Department of Clinical Pathology, Yonsei University Wonju College of Medicine, Wonju, Korea.
Department of Internal Medicine, Yonsei University Wonju College of Medicine, Wonju, Korea.

BACKGROUND: The frequency of nosocomial bloodstream infections by Candida species has risen dramatically in the past two decades, and a noticeable shift in the species of Candida causing bloodstream infection toward non-albicans species has occurred. Also, the isolation frequency of Candida species are influenced by patient type, nation and region, study period, and investigators. The aim of this study is to investigate the isolation rates and antifungal susceptibility of Candida species isolated from blood cultures at Wonju Christian Hospital during the recent four years (1997~2000). METHODS: For one-hundred twenty-seven isolates of Candida species from blood cultures, we analyzed the isolation frequency by year, age/sex, and department. Identification of yeasts was done by germ tube test and ATB ID 32 C kit.
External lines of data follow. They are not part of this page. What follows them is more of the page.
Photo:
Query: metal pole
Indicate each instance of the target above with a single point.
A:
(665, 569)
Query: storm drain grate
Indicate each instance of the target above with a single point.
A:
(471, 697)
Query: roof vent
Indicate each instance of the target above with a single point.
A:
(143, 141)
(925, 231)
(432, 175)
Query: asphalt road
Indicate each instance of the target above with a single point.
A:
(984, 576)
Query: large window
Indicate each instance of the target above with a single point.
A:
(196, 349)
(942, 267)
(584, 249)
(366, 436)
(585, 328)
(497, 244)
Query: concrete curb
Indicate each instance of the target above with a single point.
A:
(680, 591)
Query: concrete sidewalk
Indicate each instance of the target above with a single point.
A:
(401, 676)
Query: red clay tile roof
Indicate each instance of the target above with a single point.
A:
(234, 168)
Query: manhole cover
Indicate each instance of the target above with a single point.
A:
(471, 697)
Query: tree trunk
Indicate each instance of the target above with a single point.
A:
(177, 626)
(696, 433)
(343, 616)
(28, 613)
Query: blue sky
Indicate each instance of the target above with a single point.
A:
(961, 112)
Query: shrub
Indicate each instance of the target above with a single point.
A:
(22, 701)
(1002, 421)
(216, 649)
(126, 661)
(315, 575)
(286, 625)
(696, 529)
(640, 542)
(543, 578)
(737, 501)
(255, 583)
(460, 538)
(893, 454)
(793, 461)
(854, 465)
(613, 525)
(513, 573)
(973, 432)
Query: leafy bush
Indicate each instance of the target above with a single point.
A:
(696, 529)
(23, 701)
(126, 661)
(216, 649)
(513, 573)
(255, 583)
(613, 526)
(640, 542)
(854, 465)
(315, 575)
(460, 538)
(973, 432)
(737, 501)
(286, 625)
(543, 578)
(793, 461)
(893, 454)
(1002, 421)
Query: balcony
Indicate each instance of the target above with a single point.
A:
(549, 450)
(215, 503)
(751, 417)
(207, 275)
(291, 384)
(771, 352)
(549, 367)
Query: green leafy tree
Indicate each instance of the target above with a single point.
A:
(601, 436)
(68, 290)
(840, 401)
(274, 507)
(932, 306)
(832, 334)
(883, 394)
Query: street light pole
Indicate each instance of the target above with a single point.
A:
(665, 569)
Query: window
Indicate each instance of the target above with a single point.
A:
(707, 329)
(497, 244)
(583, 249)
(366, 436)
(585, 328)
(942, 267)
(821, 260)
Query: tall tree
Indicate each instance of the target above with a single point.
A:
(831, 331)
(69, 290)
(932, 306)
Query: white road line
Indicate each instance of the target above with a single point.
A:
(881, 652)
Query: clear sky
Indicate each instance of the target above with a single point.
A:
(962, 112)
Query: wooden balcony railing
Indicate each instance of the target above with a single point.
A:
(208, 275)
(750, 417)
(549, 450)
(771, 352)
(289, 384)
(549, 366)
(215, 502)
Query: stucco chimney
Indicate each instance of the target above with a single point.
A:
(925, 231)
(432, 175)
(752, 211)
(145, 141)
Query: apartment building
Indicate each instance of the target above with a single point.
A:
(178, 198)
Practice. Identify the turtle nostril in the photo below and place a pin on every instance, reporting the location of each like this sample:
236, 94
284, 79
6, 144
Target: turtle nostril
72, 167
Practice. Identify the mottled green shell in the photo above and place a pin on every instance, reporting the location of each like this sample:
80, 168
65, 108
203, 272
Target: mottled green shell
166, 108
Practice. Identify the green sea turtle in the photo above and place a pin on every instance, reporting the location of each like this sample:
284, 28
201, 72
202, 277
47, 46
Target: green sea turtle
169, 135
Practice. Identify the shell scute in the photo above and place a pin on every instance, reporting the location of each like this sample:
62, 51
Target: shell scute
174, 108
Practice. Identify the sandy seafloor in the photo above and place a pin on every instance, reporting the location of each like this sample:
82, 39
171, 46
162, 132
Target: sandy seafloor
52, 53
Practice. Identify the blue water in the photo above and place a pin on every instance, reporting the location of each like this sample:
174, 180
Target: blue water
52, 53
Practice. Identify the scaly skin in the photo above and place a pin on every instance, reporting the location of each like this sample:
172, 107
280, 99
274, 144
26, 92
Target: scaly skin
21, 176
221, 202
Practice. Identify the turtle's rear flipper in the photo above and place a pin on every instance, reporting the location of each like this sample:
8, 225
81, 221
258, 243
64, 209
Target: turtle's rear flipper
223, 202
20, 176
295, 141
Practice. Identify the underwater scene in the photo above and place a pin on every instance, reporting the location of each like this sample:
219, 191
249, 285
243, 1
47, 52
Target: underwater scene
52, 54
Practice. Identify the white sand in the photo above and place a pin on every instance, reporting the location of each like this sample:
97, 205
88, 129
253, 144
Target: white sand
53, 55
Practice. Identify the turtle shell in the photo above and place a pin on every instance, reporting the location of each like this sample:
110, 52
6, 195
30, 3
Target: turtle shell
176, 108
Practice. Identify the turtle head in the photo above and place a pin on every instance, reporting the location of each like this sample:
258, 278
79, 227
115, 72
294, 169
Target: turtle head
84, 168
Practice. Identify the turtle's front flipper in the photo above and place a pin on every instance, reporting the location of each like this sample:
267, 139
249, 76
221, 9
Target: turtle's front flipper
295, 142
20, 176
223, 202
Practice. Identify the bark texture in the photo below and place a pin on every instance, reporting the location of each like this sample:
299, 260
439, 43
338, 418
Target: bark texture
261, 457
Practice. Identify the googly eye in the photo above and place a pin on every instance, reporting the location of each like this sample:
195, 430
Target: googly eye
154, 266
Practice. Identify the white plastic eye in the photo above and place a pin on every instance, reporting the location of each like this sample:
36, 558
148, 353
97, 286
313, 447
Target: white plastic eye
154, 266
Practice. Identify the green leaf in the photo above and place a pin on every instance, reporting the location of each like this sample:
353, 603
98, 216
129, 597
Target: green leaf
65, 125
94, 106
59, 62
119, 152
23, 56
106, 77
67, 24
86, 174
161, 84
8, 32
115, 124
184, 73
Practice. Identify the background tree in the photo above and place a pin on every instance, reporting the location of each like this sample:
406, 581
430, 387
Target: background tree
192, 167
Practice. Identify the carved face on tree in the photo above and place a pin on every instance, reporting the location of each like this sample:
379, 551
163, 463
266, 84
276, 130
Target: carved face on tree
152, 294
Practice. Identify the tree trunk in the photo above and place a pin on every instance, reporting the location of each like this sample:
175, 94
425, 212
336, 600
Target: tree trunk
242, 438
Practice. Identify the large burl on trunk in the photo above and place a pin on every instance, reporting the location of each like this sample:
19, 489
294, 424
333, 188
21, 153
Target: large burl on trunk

Antifungal susceptibilities to flucytosine, amphotericin B, nystatin, miconazole, econazole, and ketoconazole were determined by ATB FUNGUS. RESULTS: The isolation rates of Candida species in decreasing order were C. albicans (44.9%), C. parapsilosis (21.3%), C. glabrata (14.2%), and C. tropicalis (9.5%). The isolation rates of Candida species by year were as follows; C. albicans decreased from 61.5% in 1997 to 33.3% in 2000; C. tropicalis decreased from 23.1% in 1997 to 5.0% in 2000; C. parapsilosis increased from 0% in 1997 to 30.8% in 2000; and C. glabrata increased from 7.7% in 1997 to 18.0% in 2000. Of 127 Candida species, all but one isolates were susceptible to amphotericin B. CONCLUSION: This data showed that the candidemia by C. albicans and C. tropicalis are decreasing trend, and candidemia by C. parapsilosis and C. glabrata are increasing trend in recent four years.